The only choice the players have is whether or not they play.
Piffle!
It is
always about what the players want! If folks are not having fun then
why play the game?
I include the GM in this - if he is not having fun then why run the game? But it is
never about
one player's wants, even if it
is the GM.
To the OP - I would get together as a group and tell the GM that as a group this isn't fun. Do this instead of the game - not before, not after. Or get together on a non-game night, to let him know. If he gets stubborn then tell him that he should take a break from GMing for a while,
say a year or three until he finds out what the other players want from a game. If he still wants to run the game his way then tell him that he will have no players.
If he doesn't fix the problem then tell him that he has been voted off the island.
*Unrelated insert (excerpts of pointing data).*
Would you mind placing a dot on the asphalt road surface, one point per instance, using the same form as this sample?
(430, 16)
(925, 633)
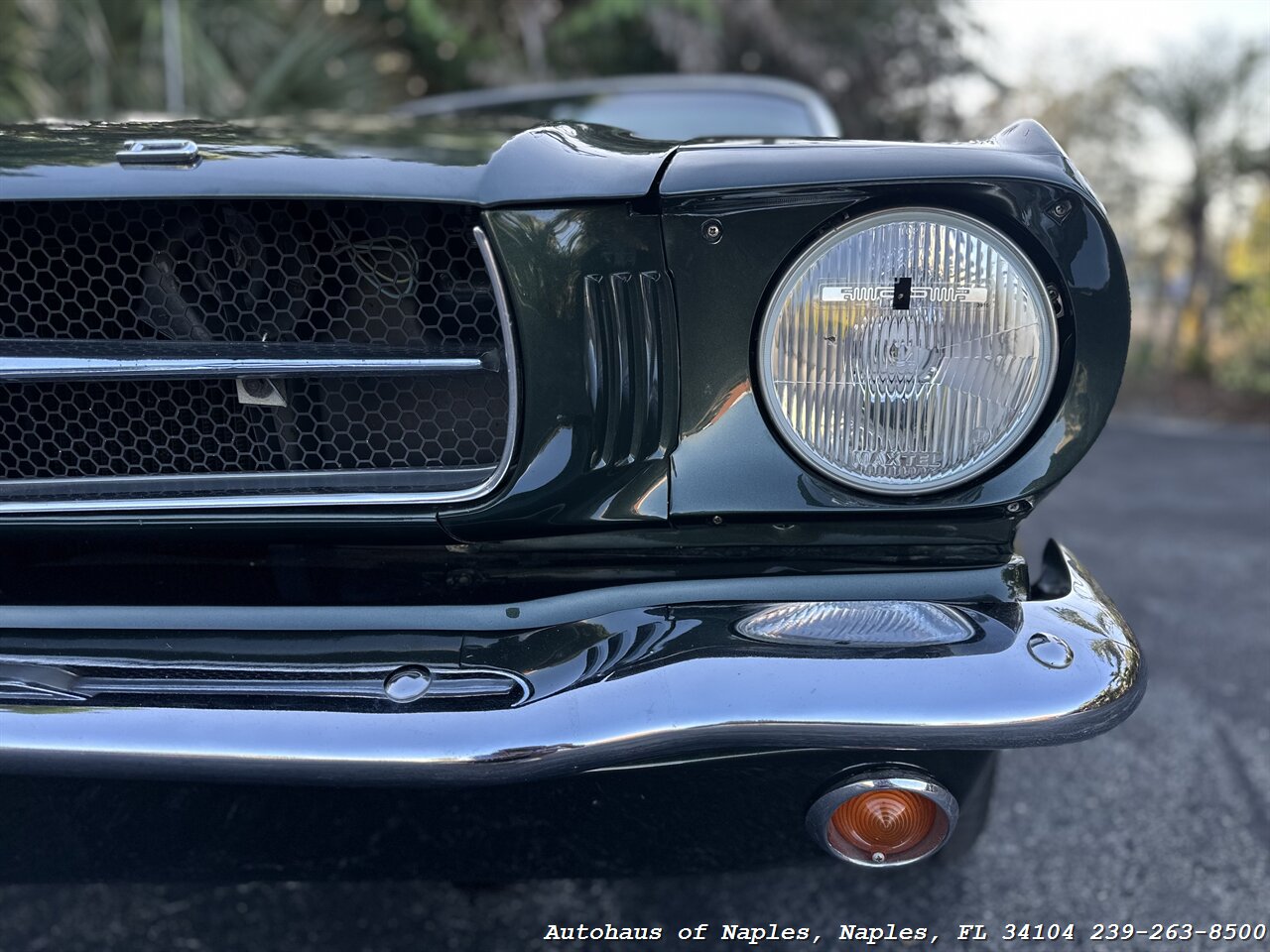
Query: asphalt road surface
(1164, 820)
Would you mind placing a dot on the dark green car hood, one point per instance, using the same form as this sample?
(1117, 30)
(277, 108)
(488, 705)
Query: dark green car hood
(484, 160)
(480, 160)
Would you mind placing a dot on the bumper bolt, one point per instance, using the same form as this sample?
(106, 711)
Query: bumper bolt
(1049, 651)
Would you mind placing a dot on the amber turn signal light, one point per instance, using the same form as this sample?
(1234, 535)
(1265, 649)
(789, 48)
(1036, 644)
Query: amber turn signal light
(883, 819)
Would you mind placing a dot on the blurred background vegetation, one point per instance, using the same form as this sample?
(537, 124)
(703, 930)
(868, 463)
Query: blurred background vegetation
(1198, 240)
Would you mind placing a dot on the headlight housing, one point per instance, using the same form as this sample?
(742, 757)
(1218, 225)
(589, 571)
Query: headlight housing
(908, 350)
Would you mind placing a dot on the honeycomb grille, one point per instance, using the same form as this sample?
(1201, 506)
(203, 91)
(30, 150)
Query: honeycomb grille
(327, 280)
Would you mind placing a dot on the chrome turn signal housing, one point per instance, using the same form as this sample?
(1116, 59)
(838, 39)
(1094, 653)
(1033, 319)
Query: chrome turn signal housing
(883, 819)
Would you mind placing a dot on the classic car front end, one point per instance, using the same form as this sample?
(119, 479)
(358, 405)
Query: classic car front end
(493, 502)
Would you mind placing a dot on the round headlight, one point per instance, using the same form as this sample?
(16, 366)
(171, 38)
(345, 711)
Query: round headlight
(908, 350)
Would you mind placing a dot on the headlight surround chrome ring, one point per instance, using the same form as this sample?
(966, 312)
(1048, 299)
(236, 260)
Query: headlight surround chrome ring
(898, 327)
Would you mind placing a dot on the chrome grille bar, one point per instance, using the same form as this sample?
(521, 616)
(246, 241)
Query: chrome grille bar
(32, 370)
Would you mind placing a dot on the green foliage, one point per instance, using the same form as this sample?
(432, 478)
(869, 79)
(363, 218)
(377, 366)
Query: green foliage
(1243, 354)
(878, 61)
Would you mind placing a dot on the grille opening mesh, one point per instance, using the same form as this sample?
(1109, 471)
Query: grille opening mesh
(345, 277)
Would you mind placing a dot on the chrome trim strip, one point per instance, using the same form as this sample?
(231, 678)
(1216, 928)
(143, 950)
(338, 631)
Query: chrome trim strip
(652, 707)
(27, 680)
(31, 370)
(881, 778)
(329, 499)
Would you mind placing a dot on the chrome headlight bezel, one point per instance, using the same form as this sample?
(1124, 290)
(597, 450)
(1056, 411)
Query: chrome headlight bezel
(998, 449)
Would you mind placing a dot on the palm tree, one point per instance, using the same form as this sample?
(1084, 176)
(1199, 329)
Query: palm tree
(1201, 94)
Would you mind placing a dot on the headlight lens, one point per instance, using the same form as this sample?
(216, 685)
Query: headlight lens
(908, 350)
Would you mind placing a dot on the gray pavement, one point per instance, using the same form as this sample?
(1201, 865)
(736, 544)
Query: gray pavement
(1166, 819)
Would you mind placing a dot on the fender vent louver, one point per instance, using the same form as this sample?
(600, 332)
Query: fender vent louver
(249, 350)
(624, 324)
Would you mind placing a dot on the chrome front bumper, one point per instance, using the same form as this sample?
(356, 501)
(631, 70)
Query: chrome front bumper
(630, 684)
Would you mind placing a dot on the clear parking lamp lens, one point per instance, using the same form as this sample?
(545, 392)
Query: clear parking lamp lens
(908, 350)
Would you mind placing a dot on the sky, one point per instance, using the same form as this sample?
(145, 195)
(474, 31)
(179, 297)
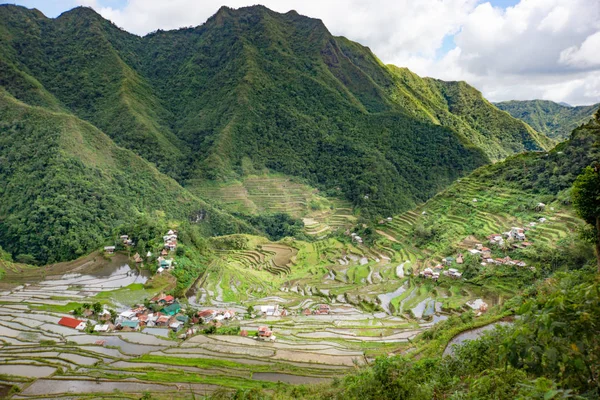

As has been said, life is too short for crappy games. If you would have a better time playing Clue then play Clue.
I run a good game - I run two games every weekend, with one of the slots alternating between a Pathfinder game for teens and a Fallout game using Spycraft 2.0 - for a total of three campaigns*.
I have
never had an entire group talk to me about something that was going that badly. And I
cheat - at the end of an arc I hand out a feedback sheet, giving XP for criticism. I
look for complaints!
But you folks do kind of need to give him an ultimatum.
The Auld Grump
* Down from three games a week... I have a problem saying no to running games.
*EDIT* And just to be clear - I am
not a soft GM, and have had more than one TPK when the party did something foolish. But when several players asked me to
please hide my die rolls behind the screen then I listened.